Thomas C. Breuer ist für uns Schweizer der per­fek­te Vorzeigedeutsche. Er ver­kör­pert auf der Bühne all das, was wir Schweizer an den Deutschen nicht mögen und das, was wir an ihnen mögen. Thomas C. Breuer ist selbst­si­cher, von gros­ser Statur, breit­schult­rig, kürzt sei­nen zwei­ten Vornamen mit dem ersten Buchstaben ab und er ist direkt. Er imi­tiert unse­ren Dialekt, wit­zelt über unse­re Politiker (Mörgeli) und unse­re weni­gen Kulturexporte (DJ Bobo). Er ist schnell, elo­quent, rede­ge­wandt, humor­voll, intel­li­gent und kann über sich sel­ber lachen. Sein Opfer kennt er ver­dammt gut. In sei­nem aktu­el­len Programm «Schweizerreize» ist dies: unse­re Eidgenossenschaft.

Fremder, Inder, Nacht

Die Schweizer bekom­men an die­sem humo­ri­sti­schen Abend also zünf­tig ihr Fett weg. Doch auch das deut­sche Volk kriegt so eini­ges zu hören. Immer wie­der nimmt Breuer sei­ne Heimat sel­ber auf die Schippe, wenn er betont, «Reiz ist geil», und erklärt, dass Hartz IV nicht etwa ein Fussballclub aus dem Ruhrgebiet sei. Er imi­tiert deut­sche Dialekte, als sprä­che er sie alle seit Kindsalter.

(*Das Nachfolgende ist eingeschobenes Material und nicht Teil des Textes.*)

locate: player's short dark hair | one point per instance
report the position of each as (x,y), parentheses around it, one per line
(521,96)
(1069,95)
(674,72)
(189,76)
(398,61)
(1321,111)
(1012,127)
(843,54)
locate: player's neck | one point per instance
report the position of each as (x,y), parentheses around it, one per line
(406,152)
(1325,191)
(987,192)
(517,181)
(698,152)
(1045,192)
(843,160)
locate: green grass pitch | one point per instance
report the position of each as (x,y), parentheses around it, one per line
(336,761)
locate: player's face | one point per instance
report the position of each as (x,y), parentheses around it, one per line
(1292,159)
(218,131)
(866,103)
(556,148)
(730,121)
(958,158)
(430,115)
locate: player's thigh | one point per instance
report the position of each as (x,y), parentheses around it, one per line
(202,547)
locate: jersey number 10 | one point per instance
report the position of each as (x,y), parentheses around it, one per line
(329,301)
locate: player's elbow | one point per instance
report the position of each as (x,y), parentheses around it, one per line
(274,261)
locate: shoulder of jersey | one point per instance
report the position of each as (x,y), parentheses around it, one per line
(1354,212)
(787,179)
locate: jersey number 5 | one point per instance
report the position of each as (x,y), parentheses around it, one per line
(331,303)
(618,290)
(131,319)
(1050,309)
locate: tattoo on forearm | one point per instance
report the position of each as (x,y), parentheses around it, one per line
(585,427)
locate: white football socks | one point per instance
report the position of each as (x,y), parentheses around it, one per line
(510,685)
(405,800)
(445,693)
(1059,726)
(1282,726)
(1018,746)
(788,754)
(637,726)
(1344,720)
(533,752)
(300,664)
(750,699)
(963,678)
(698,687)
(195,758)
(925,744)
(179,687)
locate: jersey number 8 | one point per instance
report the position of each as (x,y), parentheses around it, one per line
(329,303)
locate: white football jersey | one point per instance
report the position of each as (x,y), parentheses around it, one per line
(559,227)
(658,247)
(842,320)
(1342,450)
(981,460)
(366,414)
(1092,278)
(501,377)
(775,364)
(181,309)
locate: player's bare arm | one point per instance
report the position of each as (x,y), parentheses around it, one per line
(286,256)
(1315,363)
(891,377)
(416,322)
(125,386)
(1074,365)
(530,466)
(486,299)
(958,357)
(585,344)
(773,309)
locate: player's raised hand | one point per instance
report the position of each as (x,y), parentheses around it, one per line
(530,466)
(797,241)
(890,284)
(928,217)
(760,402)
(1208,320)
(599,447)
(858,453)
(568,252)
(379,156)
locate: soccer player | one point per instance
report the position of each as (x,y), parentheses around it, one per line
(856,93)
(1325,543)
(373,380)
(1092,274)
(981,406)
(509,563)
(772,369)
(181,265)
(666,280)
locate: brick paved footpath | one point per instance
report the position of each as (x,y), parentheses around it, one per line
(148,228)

Zugegeben, der Zug kommt etwas zöger­lich ins Rollen. Selbst für Schweizer Verhältnisse. Denn der Abend star­tet mit den viel­ge­hör­ten «war­um Schweizer Deutsche hassen»-Klischees. Weil sie uns die Jobs weg­neh­men, weil sie kein Schwyzerdütsch spre­chen oder ver­ste­hen. Doch dann, gera­de, bevor man der Klischees genug gehört hat, kratzt Breuer die Kurve und kommt auf den eigent­li­chen Punkt zu spre­chen: Unsere Angst vor dem Fremden, die Xenophobie.

Um Phobien geht es dem Komiker in sei­nem aktu­el­len Programm. Und bald beginnt er das Publikum im bis auf den letz­ten Platz gefüll­ten Saal von «Im Hochhaus», der Kleinkunstbühne des Migros-Kulturprozent am Limmatplatz, zu the­ra­pie­ren oder aber mit gut gemein­ten Ratschlägen zu ver­sor­gen. Denn Angst vor dem Fremden, weiss Breuer, hat­te schon Peter Beil, 1966, als er die deut­sche Version «Fremder in der Nacht» ver­öf­fent­lich­te. Oder sang Beil nicht viel mehr die Worte «Fremder, Inder, Nacht»?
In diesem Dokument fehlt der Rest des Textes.